The immediate arguments against cutting the NEA out of the stimulus package: The arts and art nonprofit communities supply a lot of jobs. Studies show that successful arts organizations have a high positive effect on local economies. In the New Deal, the Works Progress Administration contributed significantly to the history of American art by hiring artists to create public work.

But why are the arts are so expendable in the first place? Another current controversy in the arts world comes from the same assumption, that art is the first thing to go, like a body sacrificing its reproductive organs when it becomes malnourished: Brandeis University is eliminating the Rose Museum. (Tyler Green on the issue.) The art museum is, I am fairly confident, as important as the library and the labs. It is part of the lifeblood of the university, and simply selling off the collection is a shockingly drastic measure.

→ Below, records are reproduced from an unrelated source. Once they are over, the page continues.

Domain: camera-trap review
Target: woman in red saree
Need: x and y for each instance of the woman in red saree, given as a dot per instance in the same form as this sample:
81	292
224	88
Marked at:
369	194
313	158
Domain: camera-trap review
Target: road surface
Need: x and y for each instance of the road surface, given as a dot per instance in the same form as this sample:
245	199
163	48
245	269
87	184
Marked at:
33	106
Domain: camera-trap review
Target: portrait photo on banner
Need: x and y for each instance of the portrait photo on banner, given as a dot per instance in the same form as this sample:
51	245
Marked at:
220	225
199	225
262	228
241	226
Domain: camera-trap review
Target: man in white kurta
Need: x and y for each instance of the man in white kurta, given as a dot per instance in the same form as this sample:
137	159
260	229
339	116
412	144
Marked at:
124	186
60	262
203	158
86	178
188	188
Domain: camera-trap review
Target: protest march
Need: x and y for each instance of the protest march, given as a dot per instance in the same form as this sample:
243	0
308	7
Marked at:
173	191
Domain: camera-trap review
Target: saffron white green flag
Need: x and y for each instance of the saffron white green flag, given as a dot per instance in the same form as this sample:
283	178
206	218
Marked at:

I am less confident that the arts are as important as food, housing, and health care. I still think that the $50 million, one/seventeenth the total of the package, that the House approved for the arts should go to the arts. It will have a stimulating effect on the economy, it should be part of the stimulus bill. But in such a time of social and financial crisis, how do we formulate an argument for more attention to the arts, for a larger role for the arts in policy?

Ivey's constitutional argument falls short for me. If the arts are only important to American culture because they are required for the pursuit of happiness, then they must fall by the wayside when basic needs aren't being met.

That assertion starts to take form better when he gets into the dual nature of the expressive life: Being in touch with your cultural heritage, and having access to the skills and motivation to be an active amateur creator. What arises out of this is more than personal pleasure and satisfaction: It's community. An active arts community should be open and accessible to anyone. It is the foundation of culture, and it is also a positive social glue that brings people together in times of poverty and crisis.

I certainly haven't come to any conclusive answers to the question of valuing art, but I do think it is more than hedonism or narcissism.